I can't talk too much more about the plot without risking spoiling it, but it's a beautiful, taut, and complex story that is full of my favorite things in both settings and protagonists. Cyteen is a book about brilliant people who think on their feet, and Cherryh succeeds at showing this through what they do, which is rarely done as well as it is here. It's a book about remembering one's friends and remembering one's enemies, and waiting for the most effective moment to act, but it also achieves some remarkable transformations. About 150 pages in, you are likely to loathe almost everyone in Reseune; by the end of the book, you find yourself liking, or at least understanding, nearly everyone. This is extremely hard, and Cherryh pulls it off in most cases without even giving the people she's redeeming their own viewpoint sections. Other than perhaps George R.R. Martin I've not seen another author do this as well.

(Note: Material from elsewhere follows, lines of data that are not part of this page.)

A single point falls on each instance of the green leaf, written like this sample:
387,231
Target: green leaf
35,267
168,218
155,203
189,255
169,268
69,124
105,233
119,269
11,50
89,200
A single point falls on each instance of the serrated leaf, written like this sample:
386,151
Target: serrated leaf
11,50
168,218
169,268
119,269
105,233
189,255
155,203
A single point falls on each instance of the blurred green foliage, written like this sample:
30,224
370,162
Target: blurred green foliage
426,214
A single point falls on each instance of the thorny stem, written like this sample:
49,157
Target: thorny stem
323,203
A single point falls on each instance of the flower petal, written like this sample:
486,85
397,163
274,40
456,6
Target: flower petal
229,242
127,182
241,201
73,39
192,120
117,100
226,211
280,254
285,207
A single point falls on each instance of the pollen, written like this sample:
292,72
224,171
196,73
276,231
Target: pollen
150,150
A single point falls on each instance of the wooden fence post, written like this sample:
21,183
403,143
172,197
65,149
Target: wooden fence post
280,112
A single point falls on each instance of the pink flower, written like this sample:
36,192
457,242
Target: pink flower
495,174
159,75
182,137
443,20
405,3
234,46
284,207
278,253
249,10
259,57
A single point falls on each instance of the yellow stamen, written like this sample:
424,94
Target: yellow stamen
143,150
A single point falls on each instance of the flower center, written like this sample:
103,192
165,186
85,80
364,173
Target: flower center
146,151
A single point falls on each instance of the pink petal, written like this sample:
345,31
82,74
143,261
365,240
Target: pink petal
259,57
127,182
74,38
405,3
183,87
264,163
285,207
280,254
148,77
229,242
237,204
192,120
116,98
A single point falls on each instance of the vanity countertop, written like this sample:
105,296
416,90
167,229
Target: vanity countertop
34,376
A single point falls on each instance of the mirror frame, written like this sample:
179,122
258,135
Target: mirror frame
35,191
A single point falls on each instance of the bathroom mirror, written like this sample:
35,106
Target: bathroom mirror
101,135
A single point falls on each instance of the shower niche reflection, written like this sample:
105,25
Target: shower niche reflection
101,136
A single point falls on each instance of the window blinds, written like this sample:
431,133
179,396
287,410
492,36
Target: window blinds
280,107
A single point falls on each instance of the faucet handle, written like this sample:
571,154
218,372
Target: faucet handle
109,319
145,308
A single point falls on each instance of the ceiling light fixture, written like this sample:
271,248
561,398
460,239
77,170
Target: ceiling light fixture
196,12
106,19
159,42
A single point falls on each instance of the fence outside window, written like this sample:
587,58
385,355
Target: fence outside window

But, more than anything else, Cyteen is a book with the most wonderful feeling of catharsis. I think this is one of the reasons why I adore this book and have difficulties with some of Cherryh's other works. She's always good at ramping up the tension and putting her characters in awful, untenable positions. Less frequently does she provide the emotional payoff of turning the tables, where you get to watch a protagonist do everything you've been wanting to do for hundreds of pages, except even better and more delightfully than you would have come up with. Cyteen is one of the most emotionally satisfying books I've ever read.

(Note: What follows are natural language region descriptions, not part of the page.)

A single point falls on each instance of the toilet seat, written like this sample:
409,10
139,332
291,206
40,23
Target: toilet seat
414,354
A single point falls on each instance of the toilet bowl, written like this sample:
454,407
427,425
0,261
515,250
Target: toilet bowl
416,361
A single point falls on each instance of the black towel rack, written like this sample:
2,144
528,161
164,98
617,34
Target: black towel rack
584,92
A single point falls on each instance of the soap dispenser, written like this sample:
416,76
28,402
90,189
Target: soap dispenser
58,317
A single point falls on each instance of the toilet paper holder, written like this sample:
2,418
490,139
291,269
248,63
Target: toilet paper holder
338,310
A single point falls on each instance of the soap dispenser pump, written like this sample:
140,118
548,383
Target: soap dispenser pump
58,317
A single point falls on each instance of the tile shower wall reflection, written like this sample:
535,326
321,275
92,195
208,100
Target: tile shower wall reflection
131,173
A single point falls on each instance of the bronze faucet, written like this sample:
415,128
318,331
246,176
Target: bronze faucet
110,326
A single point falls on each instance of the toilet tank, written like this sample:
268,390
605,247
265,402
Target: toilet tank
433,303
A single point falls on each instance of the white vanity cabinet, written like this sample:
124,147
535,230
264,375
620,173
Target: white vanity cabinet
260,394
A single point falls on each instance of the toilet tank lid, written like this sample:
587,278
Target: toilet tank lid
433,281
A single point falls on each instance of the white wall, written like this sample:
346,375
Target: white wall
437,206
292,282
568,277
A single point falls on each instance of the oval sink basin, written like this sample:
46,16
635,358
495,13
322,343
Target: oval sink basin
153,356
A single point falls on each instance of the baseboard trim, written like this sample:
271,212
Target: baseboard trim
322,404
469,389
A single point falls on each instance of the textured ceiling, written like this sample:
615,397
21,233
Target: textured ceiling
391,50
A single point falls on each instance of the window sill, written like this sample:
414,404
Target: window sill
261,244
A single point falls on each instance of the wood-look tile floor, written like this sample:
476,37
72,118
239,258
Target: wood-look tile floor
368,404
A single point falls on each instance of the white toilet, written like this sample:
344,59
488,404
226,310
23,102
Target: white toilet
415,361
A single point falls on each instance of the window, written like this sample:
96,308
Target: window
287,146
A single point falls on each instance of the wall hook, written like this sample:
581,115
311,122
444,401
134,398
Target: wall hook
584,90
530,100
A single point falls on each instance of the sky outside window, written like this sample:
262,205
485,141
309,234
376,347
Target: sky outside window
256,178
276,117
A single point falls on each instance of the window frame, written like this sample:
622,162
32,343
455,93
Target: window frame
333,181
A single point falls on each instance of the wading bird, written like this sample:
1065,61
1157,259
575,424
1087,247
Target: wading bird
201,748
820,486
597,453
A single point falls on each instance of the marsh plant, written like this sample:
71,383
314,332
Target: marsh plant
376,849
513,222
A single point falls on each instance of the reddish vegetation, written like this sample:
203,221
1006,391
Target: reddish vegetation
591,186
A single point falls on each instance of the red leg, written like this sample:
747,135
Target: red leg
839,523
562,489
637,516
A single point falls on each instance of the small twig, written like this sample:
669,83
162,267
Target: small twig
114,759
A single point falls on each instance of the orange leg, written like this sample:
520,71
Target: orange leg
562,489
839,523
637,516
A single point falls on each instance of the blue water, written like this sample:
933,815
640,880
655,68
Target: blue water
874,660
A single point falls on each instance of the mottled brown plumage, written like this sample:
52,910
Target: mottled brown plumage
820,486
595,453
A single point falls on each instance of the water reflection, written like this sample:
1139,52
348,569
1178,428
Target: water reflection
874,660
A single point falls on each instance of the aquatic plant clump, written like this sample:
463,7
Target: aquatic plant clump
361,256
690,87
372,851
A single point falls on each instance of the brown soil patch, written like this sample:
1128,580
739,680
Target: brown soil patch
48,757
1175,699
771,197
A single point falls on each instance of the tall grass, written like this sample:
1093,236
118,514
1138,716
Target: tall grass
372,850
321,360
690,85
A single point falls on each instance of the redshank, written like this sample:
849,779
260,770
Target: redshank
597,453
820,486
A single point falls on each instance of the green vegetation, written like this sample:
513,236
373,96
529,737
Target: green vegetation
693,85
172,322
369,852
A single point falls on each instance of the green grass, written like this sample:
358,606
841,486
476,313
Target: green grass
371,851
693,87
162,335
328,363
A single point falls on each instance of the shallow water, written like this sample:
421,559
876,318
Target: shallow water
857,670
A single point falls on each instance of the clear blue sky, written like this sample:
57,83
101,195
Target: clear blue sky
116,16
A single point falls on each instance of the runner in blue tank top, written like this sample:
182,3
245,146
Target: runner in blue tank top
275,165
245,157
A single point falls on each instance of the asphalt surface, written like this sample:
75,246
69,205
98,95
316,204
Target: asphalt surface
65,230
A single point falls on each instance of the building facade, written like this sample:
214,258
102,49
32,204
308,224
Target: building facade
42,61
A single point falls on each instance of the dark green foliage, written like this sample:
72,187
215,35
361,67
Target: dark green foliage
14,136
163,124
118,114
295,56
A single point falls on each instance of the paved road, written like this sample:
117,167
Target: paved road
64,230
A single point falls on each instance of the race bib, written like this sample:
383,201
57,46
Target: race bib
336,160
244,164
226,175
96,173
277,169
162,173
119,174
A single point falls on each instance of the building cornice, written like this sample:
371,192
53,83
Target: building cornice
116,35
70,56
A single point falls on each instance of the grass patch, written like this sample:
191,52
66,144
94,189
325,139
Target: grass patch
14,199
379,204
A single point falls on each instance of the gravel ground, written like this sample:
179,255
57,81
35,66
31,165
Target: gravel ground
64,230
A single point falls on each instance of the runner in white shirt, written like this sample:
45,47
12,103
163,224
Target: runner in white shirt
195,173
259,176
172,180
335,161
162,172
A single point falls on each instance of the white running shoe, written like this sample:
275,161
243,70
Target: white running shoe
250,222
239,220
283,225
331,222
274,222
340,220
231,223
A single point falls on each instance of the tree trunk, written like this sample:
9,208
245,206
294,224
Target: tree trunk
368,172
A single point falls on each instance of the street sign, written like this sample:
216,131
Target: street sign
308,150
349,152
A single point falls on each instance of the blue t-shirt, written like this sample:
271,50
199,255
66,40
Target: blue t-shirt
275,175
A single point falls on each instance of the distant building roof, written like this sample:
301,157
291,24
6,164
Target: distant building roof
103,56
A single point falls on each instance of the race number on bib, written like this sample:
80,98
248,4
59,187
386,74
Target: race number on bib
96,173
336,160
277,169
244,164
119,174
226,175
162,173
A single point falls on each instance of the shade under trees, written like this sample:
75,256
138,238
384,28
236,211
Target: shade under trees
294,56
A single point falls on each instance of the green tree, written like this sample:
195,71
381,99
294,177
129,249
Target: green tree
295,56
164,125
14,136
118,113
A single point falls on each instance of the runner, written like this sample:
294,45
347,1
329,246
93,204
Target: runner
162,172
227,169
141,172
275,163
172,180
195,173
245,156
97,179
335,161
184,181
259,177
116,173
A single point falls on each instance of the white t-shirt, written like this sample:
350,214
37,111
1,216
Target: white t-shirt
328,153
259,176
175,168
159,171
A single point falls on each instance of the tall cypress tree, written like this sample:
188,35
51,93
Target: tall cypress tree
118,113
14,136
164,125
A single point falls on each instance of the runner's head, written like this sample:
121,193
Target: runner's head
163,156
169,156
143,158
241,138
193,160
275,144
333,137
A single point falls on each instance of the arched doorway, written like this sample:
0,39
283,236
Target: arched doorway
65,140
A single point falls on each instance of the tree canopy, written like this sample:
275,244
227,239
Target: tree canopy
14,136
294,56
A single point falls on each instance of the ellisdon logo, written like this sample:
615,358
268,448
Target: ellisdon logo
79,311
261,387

I could go on and on; there is just so much here that I love. Deep questions of ethics and self-control, presented in a way that one can see the consequences of both bad decisions and good ones and contrast them. Possibly the best political negotiations in all of fiction. A wonderful look at friendship and loyalty from several directions. Two of the best semi-human protagonists I've seen, who one can see simultaneously as both wonderful friends and utterly non-human, who put nearly all of the androids in fiction to shame by being something trickier and more complex. A wonderful unfolding sense of power. A computer that can somewhat anticipate problems and somewhat can't, that encapsulates much of what I love about semi-intelligent bases in science fiction. Cyteen has that rarest of properties of SF novels: both the characters and the technology meld in a wonderful combination where neither could exist without the other, where the character issues are illuminated by the technology and the technology supports the characters.

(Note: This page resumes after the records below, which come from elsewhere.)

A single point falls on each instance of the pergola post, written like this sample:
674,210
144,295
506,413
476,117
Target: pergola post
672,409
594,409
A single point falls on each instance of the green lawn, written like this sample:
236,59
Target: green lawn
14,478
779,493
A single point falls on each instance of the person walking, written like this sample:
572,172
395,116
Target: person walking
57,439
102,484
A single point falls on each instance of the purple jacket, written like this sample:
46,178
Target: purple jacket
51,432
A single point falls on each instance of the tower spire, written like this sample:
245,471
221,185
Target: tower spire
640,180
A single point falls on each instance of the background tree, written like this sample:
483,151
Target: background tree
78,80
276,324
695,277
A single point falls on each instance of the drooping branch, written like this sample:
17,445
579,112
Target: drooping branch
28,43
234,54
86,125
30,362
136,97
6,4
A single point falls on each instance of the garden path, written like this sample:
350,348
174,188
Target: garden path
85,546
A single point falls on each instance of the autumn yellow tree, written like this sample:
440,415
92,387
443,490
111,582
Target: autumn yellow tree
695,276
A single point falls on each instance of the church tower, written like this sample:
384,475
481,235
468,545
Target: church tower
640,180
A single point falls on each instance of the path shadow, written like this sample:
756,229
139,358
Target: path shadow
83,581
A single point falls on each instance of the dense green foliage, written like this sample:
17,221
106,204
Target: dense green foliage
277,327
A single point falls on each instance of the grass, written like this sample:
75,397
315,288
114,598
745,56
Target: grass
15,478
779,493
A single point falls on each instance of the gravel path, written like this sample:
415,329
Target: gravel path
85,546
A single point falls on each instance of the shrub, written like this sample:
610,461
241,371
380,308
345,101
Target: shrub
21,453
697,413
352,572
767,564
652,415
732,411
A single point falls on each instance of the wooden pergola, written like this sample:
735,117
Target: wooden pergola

I have, for this book, two warnings. The first, as previously mentioned, is that the first 150 pages of setup is necessary and important, but painful to read through, and I never fully warmed to Justin and Grant throughout. I think it's quite likely one would start this book and be trying to figure out, 50 or 100 pages in, why I like it so much. Stick with it; it gets better. Justin and Grant continue to be a little annoying, but there's so much other good stuff going on that it doesn't matter.

The other warning is that part of the setup of the story involves the rape of an underage character. This is mostly off-camera, but the emotional consequences are significant (as they should be) and are frequently discussed throughout the book. There is also rather frank discussion of adolescent sexuality later in the book. I think both of these are integral to the story and handled well, but they could be triggers for some readers, so it's worth knowing in advance what's coming.

Those warnings notwithstanding, this is simply one of the best SF novels ever written. It uses technology to pose deep questions about human emotions, identity, and interactions, and it uses complex and interesting characters to take a close look at the impact of technology on lives. And it does this with a wonderfully taut, complicated plot that sustains its tension through all 680 pages, and with characters whom I absolutely love. I have no doubt that I'll be reading it for a fourth and fifth time some years down the road.

Followed by Regenesis, although Cyteen stands well entirely on its own and there's no pressing need to read the sequel.